Crunch! Snap! Tug…Shake. Crunch! Snap! Tug…Shake. My snowshoes were on and the trailhead was calling. Sliding on my K2 snow goggles I yelled “Let’s Do This!” to Paul in order to be heard over the loud gusts of wind from the storm. With a nod in agreement we opened the car and unleashed the hounds. Bounding out of the car one after the other we hooked our ecstatic pups to their leashes and we were off.


Today we were venturing out to the Kiwanis Cabin, a small cabin structure that was built in the 1930s with the help of the Civilian Conservation Corps (CCC). We have hiked out to the Cabin many times in the past but never have we snowshoed to it. We decided since our destination wasn’t too far of a jaunt that it would be a perfect excursion to introduce Emma to the world of snow and snowshoeing. Having only experienced snow once with a dusting at home we thought this would give her a chance to experience it all.

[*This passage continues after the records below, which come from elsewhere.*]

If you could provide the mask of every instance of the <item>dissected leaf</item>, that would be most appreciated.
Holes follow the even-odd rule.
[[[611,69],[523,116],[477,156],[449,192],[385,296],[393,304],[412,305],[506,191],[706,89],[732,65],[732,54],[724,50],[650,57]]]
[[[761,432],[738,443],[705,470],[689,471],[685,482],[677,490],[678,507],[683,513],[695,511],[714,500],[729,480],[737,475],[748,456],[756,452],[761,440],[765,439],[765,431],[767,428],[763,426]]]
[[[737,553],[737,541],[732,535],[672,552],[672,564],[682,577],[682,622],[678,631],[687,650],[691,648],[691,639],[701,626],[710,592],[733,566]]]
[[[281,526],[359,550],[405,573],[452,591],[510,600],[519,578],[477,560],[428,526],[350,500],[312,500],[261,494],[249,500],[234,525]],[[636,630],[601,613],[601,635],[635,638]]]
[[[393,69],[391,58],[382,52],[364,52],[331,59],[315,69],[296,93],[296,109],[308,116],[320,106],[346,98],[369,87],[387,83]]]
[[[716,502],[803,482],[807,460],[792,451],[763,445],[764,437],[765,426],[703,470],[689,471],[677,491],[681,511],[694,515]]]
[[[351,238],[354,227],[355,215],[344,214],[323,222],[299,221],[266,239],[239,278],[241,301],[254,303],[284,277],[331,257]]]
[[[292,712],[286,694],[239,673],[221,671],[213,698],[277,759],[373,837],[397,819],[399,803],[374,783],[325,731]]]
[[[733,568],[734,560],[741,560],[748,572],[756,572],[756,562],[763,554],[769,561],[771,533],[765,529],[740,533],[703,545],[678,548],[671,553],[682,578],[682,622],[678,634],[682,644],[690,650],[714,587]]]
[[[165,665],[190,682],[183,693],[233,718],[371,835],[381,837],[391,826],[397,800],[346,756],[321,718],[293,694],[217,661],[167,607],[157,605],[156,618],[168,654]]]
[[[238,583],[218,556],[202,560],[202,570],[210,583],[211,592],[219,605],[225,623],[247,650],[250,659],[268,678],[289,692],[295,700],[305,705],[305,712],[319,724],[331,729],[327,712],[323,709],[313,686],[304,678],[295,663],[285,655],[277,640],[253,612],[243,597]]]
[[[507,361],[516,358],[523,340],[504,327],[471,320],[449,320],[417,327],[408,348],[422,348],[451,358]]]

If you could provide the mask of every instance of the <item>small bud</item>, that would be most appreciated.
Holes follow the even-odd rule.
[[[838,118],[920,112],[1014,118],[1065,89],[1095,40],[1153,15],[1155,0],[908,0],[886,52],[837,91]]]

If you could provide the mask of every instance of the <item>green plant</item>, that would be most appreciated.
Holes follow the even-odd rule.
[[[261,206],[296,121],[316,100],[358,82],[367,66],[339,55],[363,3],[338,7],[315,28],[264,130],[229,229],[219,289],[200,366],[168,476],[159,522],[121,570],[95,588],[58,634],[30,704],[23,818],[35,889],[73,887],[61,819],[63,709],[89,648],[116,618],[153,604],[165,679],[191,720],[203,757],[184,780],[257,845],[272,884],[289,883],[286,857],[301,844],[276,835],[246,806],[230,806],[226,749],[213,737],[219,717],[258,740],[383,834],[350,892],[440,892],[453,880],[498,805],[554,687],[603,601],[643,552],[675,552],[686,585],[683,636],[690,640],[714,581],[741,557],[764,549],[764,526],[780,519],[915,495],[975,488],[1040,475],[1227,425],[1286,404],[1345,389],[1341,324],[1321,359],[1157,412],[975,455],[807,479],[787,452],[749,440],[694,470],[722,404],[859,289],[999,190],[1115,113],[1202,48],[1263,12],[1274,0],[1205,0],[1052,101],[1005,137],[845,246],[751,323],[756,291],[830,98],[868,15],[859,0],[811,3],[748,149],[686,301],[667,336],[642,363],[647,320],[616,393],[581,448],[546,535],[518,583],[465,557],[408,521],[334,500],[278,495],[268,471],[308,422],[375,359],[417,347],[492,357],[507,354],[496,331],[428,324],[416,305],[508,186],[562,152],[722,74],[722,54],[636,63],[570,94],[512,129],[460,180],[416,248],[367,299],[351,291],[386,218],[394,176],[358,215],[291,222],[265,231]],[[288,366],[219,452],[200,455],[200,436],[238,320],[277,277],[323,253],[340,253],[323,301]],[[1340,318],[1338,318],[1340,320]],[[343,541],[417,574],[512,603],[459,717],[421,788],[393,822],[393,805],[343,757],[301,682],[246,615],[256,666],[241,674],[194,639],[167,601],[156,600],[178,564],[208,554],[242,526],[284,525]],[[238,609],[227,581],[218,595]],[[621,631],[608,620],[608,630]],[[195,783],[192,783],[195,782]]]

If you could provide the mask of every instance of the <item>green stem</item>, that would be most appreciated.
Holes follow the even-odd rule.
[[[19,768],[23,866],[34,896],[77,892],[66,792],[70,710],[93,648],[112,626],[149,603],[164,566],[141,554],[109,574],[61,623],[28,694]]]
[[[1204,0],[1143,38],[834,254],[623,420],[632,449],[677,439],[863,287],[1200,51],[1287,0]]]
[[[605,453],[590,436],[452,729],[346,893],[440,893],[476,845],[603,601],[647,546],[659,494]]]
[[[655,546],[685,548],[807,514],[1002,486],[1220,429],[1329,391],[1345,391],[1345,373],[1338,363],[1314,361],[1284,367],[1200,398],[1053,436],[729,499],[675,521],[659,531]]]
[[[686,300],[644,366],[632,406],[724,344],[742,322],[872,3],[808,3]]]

Her first steps into the powder sent her paws sinking deep into the snow. Befuddled by the sensation of sinking threw something that appears solid Emma looked at the snow and then looked at me in a questionable manner. With no means to explain the concept of snow where she sinks with her paws and I float with my snowshoes all I could do was encourage her to keep going. Taking another step into the white stuff Emma stuck her snout into the snow and chomped down on a mouthful and was sold. Trilled with her discovery of the cold white fluff she took off bounding into the deep powder. Returning back to me she ran with her mouth open wide in a smile as she collected snowflakes on her outward hanging tongue. She repeated this ritual countless times and would conclude each lap by throwing herself on top of my snowshoes begging for a belly rub. It was a grand day to be a snow-dog!

Several switchbacks, laps, and belly rubs later we found ourselves next to a frosted meadow where the outlining trees had been blasted so harshly by the freezing winds that the fallen snow didn’t sit upon the tree branches but was frozen to the branch in the direction of the wind’s fury. Though it was a bit eerie to witness the evidence of the wind’s power it was also astoundingly beautiful.


With only a short distance left to the Kiwanis Cabin we pushed forward up the trail and there it was. Barely visible through the raging snow and wind it was ominously perched upon the crest. It stood there unyielding as it has for decades and beckoned us inside with its stone walls to seek shelter. Agreeing to its bidding we made our way up the incline and walked inside. Though there was no glass in the windows the walls held strong and blocked the whipping wind. Taking off my gear I was able to take a look around the small space. There was a fireplace, a registration station, a few benches built into the wall, and rod iron windows on three sides of the building.

The cabin was simple but rich in character. Each stone was hand picked by members of the CCC and then uniquely put into place. According to posted plaque the large slabs of limestone were made for the cabin by driving two-man crowbars into rock crevices with sledgehammers. Then one or two men would swing on the bar to crack off flat sections of the soft stone. The stone was then hefted by hand onto the flatbed of a truck and hauled to the cabin site.

Looking back as I reflect on the history, stories, and the shelter the Kiwanis Cabin I see it more as a living being then just a structure. Though it isn’t alive and breathing, it seems to have a soul, an old soul that was forged not just by the hands that built it, but by the people who have visited it. For that I am grateful to have visited and have become one more part of it.